Yes, female candidates have been more and more successful at running for all levels of government; this was particularly true in the 2018 midterm elections. But the presidency is different. It’s about authority, and power, and command. And still, in 2020, millions of Americans simply cannot wrap their heads around the idea of a woman in that job.

So unlike Biden or any other male candidate, being better wasn’t good enough. Warren had to be perfect, and of course she wasn’t. As writer Jill Filipovic asked:

How many times, in how many contexts, have we seen a smart, competent, dynamic woman who is so head & shoulders above everyone else in the room get ignored or pushed out? How many times have we wondered – was I that woman?

Think back to Hillary Clinton, who after a lifetime of being bludgeoned and battered by every sexist preconception, trope and backlash, finally got within reach of the ultimate reward and opportunity only to have to face her exact opposite, an utterly unprepared buffoon and raging misogynist who was literally on tape bragging about sexually assaulting women with impunity. And even after getting 3 million more votes than him, she still lost.

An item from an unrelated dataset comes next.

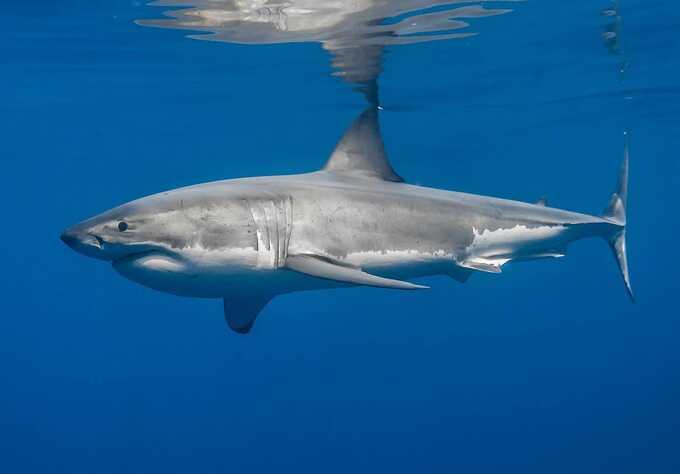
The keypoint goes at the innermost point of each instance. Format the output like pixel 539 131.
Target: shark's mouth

Four years later, we had a presidential field full of talented and accomplished women, and surely, so many of us thought, one of them might prevail. Yet they fell, one after another, until only the most talented and accomplished among them was left. And in the end she too was judged inadequate….

Unquote.

The title of Waldman’s column is “Warren’s Wrenching Downfall Says Something Terrible About 2020”.

It’s many of us who were inadequate. Not her.